I have timez, I need linez.
March 9, 2010 6:13 AM   Subscribe

What's the best (free) software for creating an extensive timeline events?

I need to organize events over several hundred years in a timeline. It's a project I'll be working on for a while.

Ideally I think it would be exportable, but to what I don't really know yet. Mostly right now I'd like to be able to easily put events in a timeline. I'd much prefer that it was not web based but something I could put on my computer.

I'm more interested in something that's easy to use than something that makes something that looks nice. This is for personal reference at this point.

That's about it. There seems to be a lot of stuff on the web, so I'm looking for personal experience and recomendations.


Thanks!
posted by sully75 to Writing & Language (9 answers total) 15 users marked this as a favorite
 
I haven't used it, but there's this.
posted by valkyryn at 6:18 AM on March 9, 2010


I have been messing around with the SMILE Timeline, but had to hack together my own MySql -> XML conversion. Not sure if anyone has made a nice front end to it...
posted by shothotbot at 6:52 AM on March 9, 2010 [1 favorite]

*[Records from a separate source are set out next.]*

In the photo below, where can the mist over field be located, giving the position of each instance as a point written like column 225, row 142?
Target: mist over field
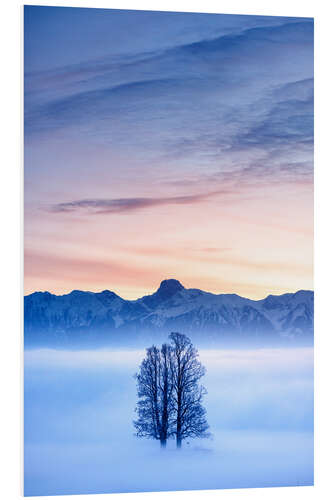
column 79, row 436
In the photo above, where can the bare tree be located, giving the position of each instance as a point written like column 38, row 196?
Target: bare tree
column 189, row 414
column 170, row 397
column 154, row 390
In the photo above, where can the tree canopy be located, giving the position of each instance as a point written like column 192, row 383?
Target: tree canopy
column 170, row 397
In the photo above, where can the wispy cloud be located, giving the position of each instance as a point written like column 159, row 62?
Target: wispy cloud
column 124, row 205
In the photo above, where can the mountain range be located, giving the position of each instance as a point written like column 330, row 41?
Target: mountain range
column 106, row 317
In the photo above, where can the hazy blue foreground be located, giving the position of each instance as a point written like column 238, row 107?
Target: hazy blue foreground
column 79, row 407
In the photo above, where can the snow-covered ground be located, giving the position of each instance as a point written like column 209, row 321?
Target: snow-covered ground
column 79, row 407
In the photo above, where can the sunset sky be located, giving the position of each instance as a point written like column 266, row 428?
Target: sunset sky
column 167, row 145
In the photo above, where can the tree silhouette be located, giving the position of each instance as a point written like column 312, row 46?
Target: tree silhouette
column 170, row 397
column 190, row 415
column 154, row 390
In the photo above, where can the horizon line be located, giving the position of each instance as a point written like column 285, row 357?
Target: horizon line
column 169, row 279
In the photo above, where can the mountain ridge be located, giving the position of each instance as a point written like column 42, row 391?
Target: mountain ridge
column 201, row 315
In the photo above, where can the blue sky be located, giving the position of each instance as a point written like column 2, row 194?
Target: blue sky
column 152, row 116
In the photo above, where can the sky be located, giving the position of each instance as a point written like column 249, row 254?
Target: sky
column 167, row 145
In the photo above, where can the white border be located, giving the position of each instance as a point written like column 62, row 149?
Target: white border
column 11, row 245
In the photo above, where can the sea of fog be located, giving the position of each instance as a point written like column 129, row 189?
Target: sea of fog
column 79, row 437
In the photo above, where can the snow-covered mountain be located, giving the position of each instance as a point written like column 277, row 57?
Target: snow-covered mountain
column 201, row 315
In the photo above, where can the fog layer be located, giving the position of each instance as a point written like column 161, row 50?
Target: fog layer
column 79, row 437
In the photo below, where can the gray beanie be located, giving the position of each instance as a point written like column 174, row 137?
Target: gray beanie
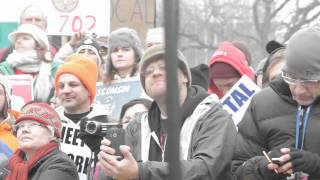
column 157, row 50
column 303, row 54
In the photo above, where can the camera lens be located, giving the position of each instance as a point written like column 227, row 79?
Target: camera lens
column 91, row 127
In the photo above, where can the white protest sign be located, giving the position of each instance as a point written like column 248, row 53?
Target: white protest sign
column 75, row 148
column 113, row 96
column 22, row 90
column 65, row 16
column 238, row 98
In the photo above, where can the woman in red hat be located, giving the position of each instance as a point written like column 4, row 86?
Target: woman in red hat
column 38, row 131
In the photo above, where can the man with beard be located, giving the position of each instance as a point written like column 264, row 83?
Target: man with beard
column 207, row 132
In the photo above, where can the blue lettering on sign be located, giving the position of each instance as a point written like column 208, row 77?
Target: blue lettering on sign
column 238, row 97
column 230, row 104
column 246, row 90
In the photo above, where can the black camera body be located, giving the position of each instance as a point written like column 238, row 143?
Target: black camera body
column 110, row 130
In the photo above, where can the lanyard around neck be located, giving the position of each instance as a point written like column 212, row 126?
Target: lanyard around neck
column 299, row 117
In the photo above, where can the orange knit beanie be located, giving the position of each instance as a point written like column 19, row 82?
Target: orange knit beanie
column 82, row 67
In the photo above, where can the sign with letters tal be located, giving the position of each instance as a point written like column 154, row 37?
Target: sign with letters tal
column 238, row 98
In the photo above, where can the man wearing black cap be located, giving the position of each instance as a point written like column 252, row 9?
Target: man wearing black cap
column 283, row 119
column 207, row 132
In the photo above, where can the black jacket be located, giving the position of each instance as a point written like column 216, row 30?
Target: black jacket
column 269, row 124
column 54, row 166
column 211, row 145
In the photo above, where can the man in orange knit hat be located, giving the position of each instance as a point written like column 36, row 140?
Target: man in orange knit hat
column 6, row 119
column 75, row 85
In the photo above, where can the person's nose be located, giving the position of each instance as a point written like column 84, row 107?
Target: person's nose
column 65, row 89
column 299, row 89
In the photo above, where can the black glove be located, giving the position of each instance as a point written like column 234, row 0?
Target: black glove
column 305, row 161
column 256, row 169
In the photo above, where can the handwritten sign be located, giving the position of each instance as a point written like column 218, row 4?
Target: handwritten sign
column 65, row 16
column 22, row 90
column 238, row 98
column 75, row 148
column 114, row 95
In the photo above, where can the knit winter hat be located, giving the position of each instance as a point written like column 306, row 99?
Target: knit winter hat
column 303, row 54
column 157, row 50
column 82, row 68
column 39, row 35
column 125, row 37
column 223, row 70
column 7, row 90
column 89, row 43
column 42, row 113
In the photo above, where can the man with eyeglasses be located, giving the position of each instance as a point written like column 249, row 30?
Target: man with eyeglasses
column 207, row 133
column 284, row 120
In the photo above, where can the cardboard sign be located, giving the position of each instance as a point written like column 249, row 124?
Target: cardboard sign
column 114, row 95
column 75, row 148
column 65, row 16
column 22, row 90
column 238, row 98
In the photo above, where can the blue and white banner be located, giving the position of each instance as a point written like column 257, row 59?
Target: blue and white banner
column 238, row 98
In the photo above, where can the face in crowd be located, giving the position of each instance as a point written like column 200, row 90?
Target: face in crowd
column 24, row 43
column 305, row 92
column 72, row 94
column 90, row 54
column 155, row 79
column 32, row 135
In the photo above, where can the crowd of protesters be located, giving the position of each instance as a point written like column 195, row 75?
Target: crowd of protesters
column 275, row 140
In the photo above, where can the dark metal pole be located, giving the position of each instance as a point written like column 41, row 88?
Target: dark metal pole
column 171, row 21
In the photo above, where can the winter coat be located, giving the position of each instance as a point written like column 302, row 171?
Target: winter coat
column 269, row 124
column 56, row 165
column 6, row 135
column 207, row 139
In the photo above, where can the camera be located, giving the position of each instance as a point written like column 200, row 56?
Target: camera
column 99, row 126
column 276, row 161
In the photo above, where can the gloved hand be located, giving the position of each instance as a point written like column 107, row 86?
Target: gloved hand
column 265, row 172
column 305, row 161
column 256, row 168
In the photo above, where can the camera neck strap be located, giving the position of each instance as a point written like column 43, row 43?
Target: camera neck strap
column 302, row 119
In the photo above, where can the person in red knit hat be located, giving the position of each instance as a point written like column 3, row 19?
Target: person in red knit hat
column 227, row 65
column 38, row 131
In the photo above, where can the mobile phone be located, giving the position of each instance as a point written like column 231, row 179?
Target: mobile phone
column 276, row 161
column 116, row 137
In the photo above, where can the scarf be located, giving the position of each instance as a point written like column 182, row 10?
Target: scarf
column 19, row 168
column 195, row 95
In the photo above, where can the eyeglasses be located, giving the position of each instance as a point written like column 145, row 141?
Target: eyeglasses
column 30, row 125
column 288, row 78
column 150, row 70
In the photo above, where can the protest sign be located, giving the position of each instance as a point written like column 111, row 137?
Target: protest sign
column 114, row 95
column 238, row 98
column 75, row 148
column 22, row 90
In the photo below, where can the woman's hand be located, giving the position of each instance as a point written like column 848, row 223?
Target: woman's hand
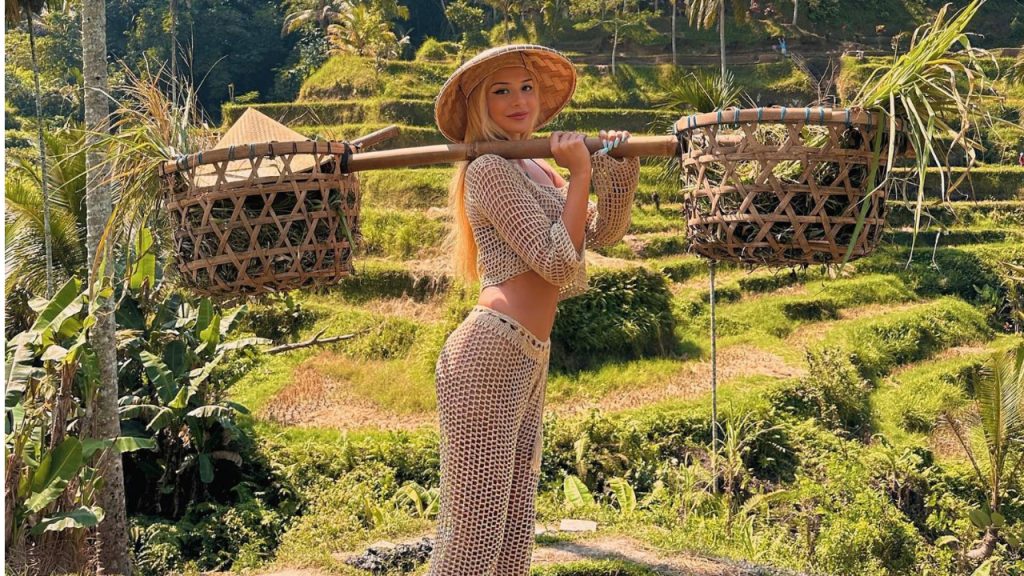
column 611, row 138
column 570, row 152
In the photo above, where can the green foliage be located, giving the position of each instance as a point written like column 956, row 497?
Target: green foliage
column 986, row 182
column 877, row 345
column 626, row 314
column 960, row 272
column 24, row 233
column 400, row 235
column 175, row 379
column 406, row 188
column 432, row 50
column 388, row 281
column 834, row 393
column 208, row 537
column 594, row 568
column 51, row 369
column 699, row 91
column 278, row 317
column 389, row 340
column 779, row 315
column 236, row 44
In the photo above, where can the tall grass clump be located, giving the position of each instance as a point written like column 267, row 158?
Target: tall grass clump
column 930, row 95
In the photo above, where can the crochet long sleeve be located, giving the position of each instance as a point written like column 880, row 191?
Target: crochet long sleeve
column 497, row 189
column 614, row 182
column 517, row 223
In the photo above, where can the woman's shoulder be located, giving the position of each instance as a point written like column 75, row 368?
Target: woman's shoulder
column 488, row 166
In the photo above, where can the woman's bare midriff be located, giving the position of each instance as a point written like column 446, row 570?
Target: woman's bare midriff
column 527, row 298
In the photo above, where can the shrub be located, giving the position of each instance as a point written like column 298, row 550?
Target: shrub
column 833, row 392
column 626, row 314
column 877, row 345
column 433, row 50
column 209, row 537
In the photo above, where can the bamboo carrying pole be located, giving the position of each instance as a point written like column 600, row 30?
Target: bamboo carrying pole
column 536, row 148
column 419, row 156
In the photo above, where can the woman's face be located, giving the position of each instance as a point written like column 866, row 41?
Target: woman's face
column 512, row 101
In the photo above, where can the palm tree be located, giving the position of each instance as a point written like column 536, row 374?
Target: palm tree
column 675, row 8
column 705, row 13
column 101, row 418
column 321, row 12
column 13, row 9
column 26, row 225
column 998, row 420
column 367, row 32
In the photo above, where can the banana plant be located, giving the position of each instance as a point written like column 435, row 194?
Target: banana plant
column 50, row 483
column 577, row 493
column 174, row 350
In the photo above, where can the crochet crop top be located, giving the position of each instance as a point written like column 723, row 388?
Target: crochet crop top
column 517, row 222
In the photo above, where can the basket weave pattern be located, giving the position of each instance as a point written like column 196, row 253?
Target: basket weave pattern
column 254, row 224
column 739, row 208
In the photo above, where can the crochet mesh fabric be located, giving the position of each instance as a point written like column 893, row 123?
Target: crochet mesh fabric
column 517, row 222
column 492, row 373
column 492, row 376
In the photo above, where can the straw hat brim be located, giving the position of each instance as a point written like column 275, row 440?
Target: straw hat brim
column 553, row 74
column 253, row 127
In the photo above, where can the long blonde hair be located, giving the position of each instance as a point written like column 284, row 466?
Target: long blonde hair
column 479, row 127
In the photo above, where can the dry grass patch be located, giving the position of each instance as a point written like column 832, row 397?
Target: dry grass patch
column 692, row 380
column 325, row 400
column 426, row 312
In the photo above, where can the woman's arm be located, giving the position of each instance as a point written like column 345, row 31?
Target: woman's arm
column 501, row 195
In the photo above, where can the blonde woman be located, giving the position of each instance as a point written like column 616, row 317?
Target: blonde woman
column 520, row 230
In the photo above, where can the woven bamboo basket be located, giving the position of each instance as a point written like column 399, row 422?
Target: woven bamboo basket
column 243, row 229
column 781, row 187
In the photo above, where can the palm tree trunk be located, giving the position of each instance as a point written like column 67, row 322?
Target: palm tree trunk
column 674, row 10
column 44, row 183
column 174, row 51
column 102, row 420
column 721, row 32
column 614, row 48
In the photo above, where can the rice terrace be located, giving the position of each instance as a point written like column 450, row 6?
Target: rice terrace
column 233, row 300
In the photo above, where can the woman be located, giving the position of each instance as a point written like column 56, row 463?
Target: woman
column 521, row 230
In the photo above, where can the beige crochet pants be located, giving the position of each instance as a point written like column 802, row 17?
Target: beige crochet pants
column 491, row 383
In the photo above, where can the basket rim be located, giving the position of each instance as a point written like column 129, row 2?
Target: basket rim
column 269, row 149
column 779, row 115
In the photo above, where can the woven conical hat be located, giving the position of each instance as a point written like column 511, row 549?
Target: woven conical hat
column 254, row 127
column 553, row 73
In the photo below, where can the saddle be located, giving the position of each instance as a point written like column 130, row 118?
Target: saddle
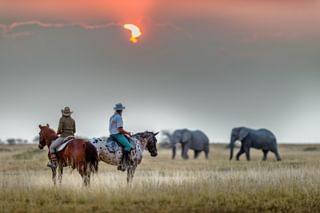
column 112, row 145
column 65, row 143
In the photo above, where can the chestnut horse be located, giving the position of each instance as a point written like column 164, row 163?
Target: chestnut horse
column 77, row 154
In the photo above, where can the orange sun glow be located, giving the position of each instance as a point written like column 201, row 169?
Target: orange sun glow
column 135, row 32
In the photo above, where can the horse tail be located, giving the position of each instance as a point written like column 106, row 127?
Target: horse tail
column 91, row 157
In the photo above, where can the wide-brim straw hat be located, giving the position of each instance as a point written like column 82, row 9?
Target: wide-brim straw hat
column 119, row 106
column 66, row 111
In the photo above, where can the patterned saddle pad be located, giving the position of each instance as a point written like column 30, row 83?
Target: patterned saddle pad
column 112, row 145
column 65, row 143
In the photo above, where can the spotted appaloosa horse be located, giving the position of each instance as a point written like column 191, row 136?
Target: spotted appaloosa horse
column 78, row 154
column 142, row 141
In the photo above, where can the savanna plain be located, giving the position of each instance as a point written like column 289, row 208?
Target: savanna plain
column 164, row 185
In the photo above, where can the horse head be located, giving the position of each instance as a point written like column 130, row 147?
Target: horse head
column 151, row 140
column 46, row 135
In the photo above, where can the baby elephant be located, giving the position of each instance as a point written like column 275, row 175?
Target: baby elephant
column 259, row 139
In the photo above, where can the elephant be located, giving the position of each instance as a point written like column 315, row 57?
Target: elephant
column 255, row 138
column 195, row 140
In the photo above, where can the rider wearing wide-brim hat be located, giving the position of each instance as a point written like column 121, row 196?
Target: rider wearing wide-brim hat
column 118, row 133
column 67, row 127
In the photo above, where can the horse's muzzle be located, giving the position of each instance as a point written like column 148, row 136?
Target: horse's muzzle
column 154, row 154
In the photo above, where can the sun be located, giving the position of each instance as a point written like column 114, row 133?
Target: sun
column 135, row 32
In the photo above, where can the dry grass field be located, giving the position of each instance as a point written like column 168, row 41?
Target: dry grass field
column 163, row 185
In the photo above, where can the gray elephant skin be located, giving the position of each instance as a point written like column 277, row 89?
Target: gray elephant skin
column 253, row 138
column 195, row 140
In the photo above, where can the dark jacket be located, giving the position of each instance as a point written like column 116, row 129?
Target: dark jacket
column 67, row 126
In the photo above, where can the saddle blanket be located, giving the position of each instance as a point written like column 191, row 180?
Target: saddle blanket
column 65, row 143
column 112, row 145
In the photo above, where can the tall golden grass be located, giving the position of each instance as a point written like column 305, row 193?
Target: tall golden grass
column 163, row 185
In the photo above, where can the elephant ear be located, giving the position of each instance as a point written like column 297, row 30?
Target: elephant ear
column 243, row 134
column 186, row 136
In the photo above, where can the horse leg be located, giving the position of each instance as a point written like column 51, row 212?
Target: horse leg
column 130, row 173
column 60, row 172
column 84, row 174
column 54, row 174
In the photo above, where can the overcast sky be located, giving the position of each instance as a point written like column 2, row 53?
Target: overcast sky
column 209, row 65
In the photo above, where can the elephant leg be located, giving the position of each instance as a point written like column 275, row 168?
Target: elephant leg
column 206, row 152
column 173, row 152
column 241, row 151
column 184, row 152
column 247, row 151
column 265, row 152
column 277, row 155
column 196, row 154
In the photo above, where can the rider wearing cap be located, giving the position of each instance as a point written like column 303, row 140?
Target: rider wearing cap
column 67, row 127
column 118, row 133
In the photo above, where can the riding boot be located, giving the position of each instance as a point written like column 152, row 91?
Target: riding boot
column 125, row 161
column 53, row 161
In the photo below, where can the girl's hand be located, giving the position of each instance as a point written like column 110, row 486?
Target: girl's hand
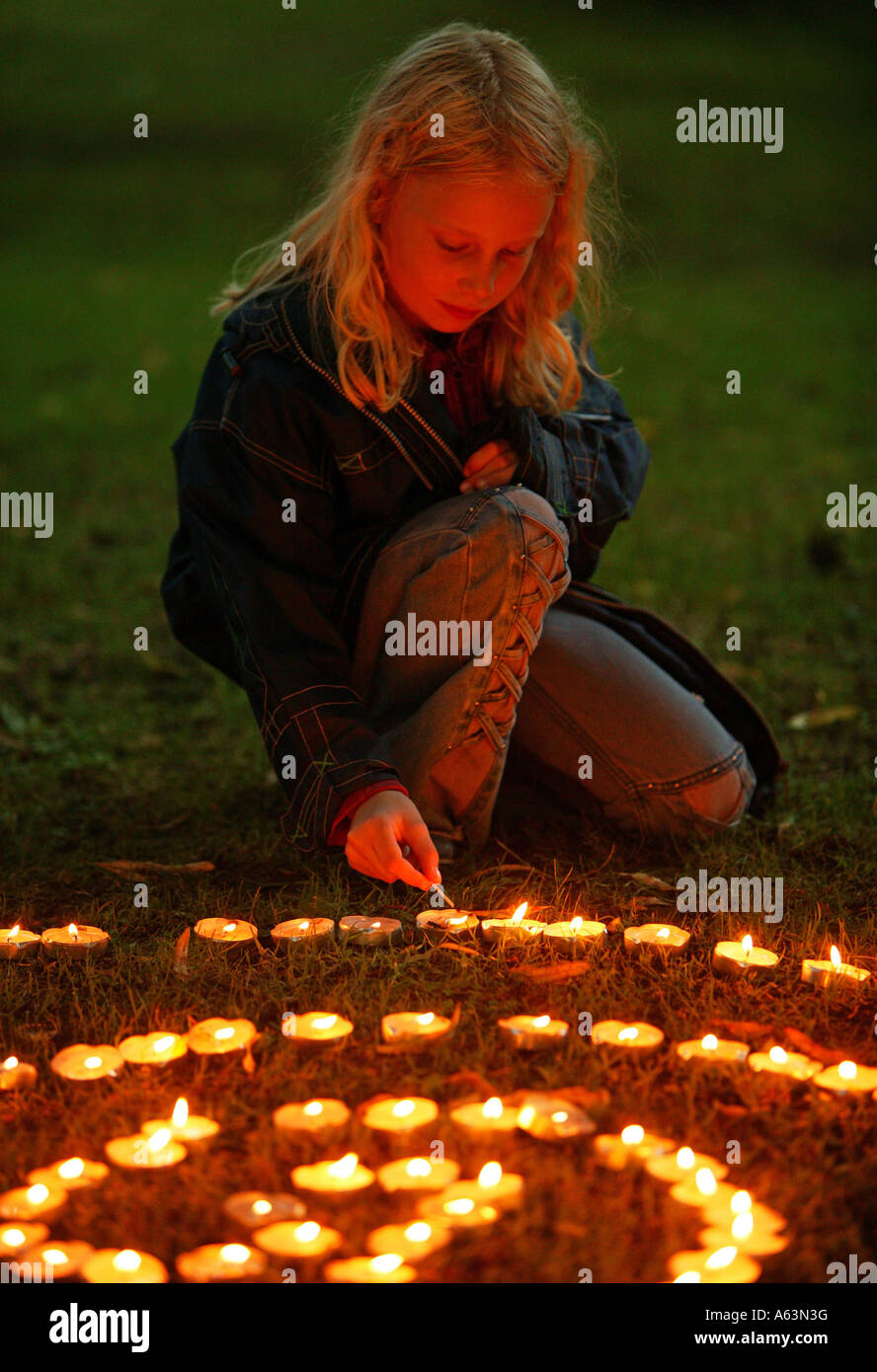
column 494, row 464
column 379, row 826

Response by poster: timeline of events...
posted by sully75 at 7:28 AM on March 9, 2010


Wow, shothotbot, SMILE Timeline looks like a solution to a potentially time-consuming problem I've been looking at for research. Thanks! Also, in case it isn't obvious, the Javascript SMILE stuff can run locally (on your computer) from a HTML page, with no back-end server component, so it may still meet Sully75's requirements.
posted by Alterscape at 8:29 AM on March 9, 2010


Smile is cool, but what do you do if you need 100s of entries? I made a quick table and wrote a query to turn it into a JSON file but its sort of unwieldy.
posted by shothotbot at 8:46 AM on March 9, 2010


My go to tool for this would be excel. For work we tend to make a lot of timelines and use either excel or access depending on size/output-type.

Part of the reason we do it in excel is that Vlookups allow you to easily pull together multiple types of information into one timeline table, and then add that to a visual time line graph (i.e. we pull a list of press releases for each day int he timeline, but we also want to add things like stock market returns and predictions and other pieces of information).

The table that stores the information can be a column of dates (or date-times) and the second column can be the name of the event etc. This should be pretty easy to manipulate/export to any other format.

In terms of turning it into a visual timeline you have a lot of options. You have to futz around with the graph options/labels a lot depending on what you want it to look like. But once you have a graph set up the way you want it should be auto updating as you change around the underlying data. You can search google for examples of excel timelines until you find a template you like.

Here is one
another

I am a bit sad I can't send the proprietary timeline template I helped create. :(
posted by vegetableagony at 8:57 AM on March 9, 2010


shothotbot: anything where you need to display 100s of entries simultaneously is going to get unwieldy and computationally-intensive quickly, particularly if you're running it on client hardware of unknown pedigree -- you've pretty much got to segment somehow and simplify the display. I would consider writing a server-side controller that took a start and end-date as parameters and then generated the appropriate JSON and inserted it AJAX-ily into the page, updated when the user scrolls/zooms the timeline. You could maybe cluster related nodes to limit the number of nodes on the line at wide zoom levels. That doesn't help if your use-case must display 100s of entries simultaneously, though, which would call for a different strategy, probably rewriting the client side to be more efficient (though don't ask me how).

(Sorry if this conversation is off-topic for the question. If needed, I can take it to MeMail, but it seems like it might be interesting to a broader audience, including the asker).
posted by Alterscape at 8:58 AM on March 9, 2010


Response by poster: Talk about what you like...I guess I was looking for free-standing applications but never really have given this much thought.

I never really thought about using Excel before, but it looks interesting.

Just thinking briefly about it though, one issue is that for this timeline (it's about music/violin/fiddling) there might be very few entries for the 1600s but many for the 1900s. I was hoping to be able to give more space to certain times and less to others. But Excel is a great idea for something rock solid.

Anyway, keep talking, if you please.
posted by sully75 at 10:04 AM on March 9, 2010


Dipity and Timeglider are also good options.